You should present your request for exercising any of the forementioned rights in the manner described in the ‘Contacts’ Section of this privacy policy. We may ask you to specify your request in writing and to verify your identity before processing the request. We may refuse to fulfil your request on grounds set out in applicable data protection legislation.

If you withdraw your consent, it will not affect the lawfulness of the processing based on consent before its withdrawal. You may withdraw your consent in accordance with section “Contacts” below. The only impact caused by withdrawal of your consent is that we will not be able to send direct marketing to you.

You also have the right to lodge a complaint with the supervisory authority concerned or with the supervisory authority of the EU member state of your habitual residence or place of work, if you consider that we have not processed your personal data in accordance with applicable data protection legislation.

9. Principles of Data Security

We respect the confidentiality of your personal data. Tangible material containing personal data shall be kept under lock and key in a space to which only separately appointed persons have access. Personal data processed digitally are protected and stored in our information system accessible to persons on a need-to-know basis only. Such persons have personal user credentials and passwords.

10. Information on Cookies and Similar Technologies

A “Cookie” is a commonly used small text file that the internet browser installs on your computer or other terminal when you visit a website. The browser sends information on your visit back to the website when you revisit it. All contemporary websites use cookies in order to offer you a more personal browsing experience.

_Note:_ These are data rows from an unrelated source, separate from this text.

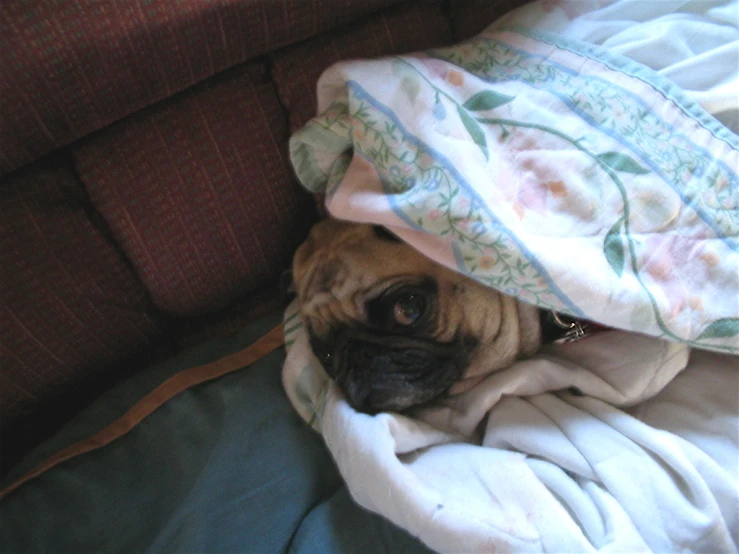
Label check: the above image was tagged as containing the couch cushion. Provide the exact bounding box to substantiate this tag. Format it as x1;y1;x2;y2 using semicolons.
0;312;428;554
449;0;532;40
0;159;161;424
272;1;452;131
0;0;404;175
75;63;315;315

Each cookie is separately installed on each terminal you use and cookies can be read only by the server that installed the cookie. Because the cookie is bound to the browser, and is not distributable between separate browsers or terminals in general (unless a browser, plugin or other application separately enable this), your choices relating to the management of cookies are applicable only to each separate browser. A cookie cannot control software, and it cannot be used as a medium for viruses or other malware, nor to harm your terminal of files. A single user cannot be identified solely through the use of cookies or similar technologies.

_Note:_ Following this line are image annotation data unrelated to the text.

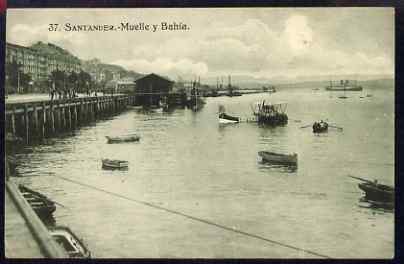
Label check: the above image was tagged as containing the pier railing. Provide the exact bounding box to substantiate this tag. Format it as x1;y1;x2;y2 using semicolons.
5;95;135;144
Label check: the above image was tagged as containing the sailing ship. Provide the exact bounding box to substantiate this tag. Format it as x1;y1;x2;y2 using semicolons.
105;134;140;144
187;80;205;111
312;120;328;133
349;176;395;208
18;184;56;219
251;100;288;126
49;226;91;258
227;75;243;97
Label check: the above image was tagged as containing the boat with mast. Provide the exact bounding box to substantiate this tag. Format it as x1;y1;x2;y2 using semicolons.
219;105;240;124
325;80;363;92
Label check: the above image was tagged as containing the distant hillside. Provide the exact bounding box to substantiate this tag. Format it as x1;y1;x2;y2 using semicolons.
201;74;394;89
82;59;143;79
30;41;144;79
276;78;394;89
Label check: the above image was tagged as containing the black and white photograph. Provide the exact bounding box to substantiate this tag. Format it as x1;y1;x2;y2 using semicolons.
3;7;396;260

We use Google Analytics on our website in order to analyse, how users use use the website. Google Analytics is a web analytics service offered by Google Inc. (“Google”) that functions by using cookies. Please note that Google’s terms and conditions are applied to cookies installed by Google. More information on Google’s terms and conditions can be found from https://www.google.com/policies/privacy/partners. You can prevent the use of Google Analytics on your terminal(s) by contacting us in accordance with Section 11 below. Please note that if you decide to prevent the use of Google Analytics, it may affect your use of the website and hinder the functioning of its properties and functions.

11. Contacts

All requests concerning the use of the rights mentioned above, questions about this privacy policy and other contacts should be made by e-mail to privacy@dearlucy.co. You may also contact us through the contact function on our website, in person in our offices or in writing:

Dear Lucy Oy
Rasmus Back
Kanavaranta 7 D 19
00160 Helsinki, Finland

If you wish to withdraw your consent for direct marketing, it can be done by clicking on a link found in each direct marketing message.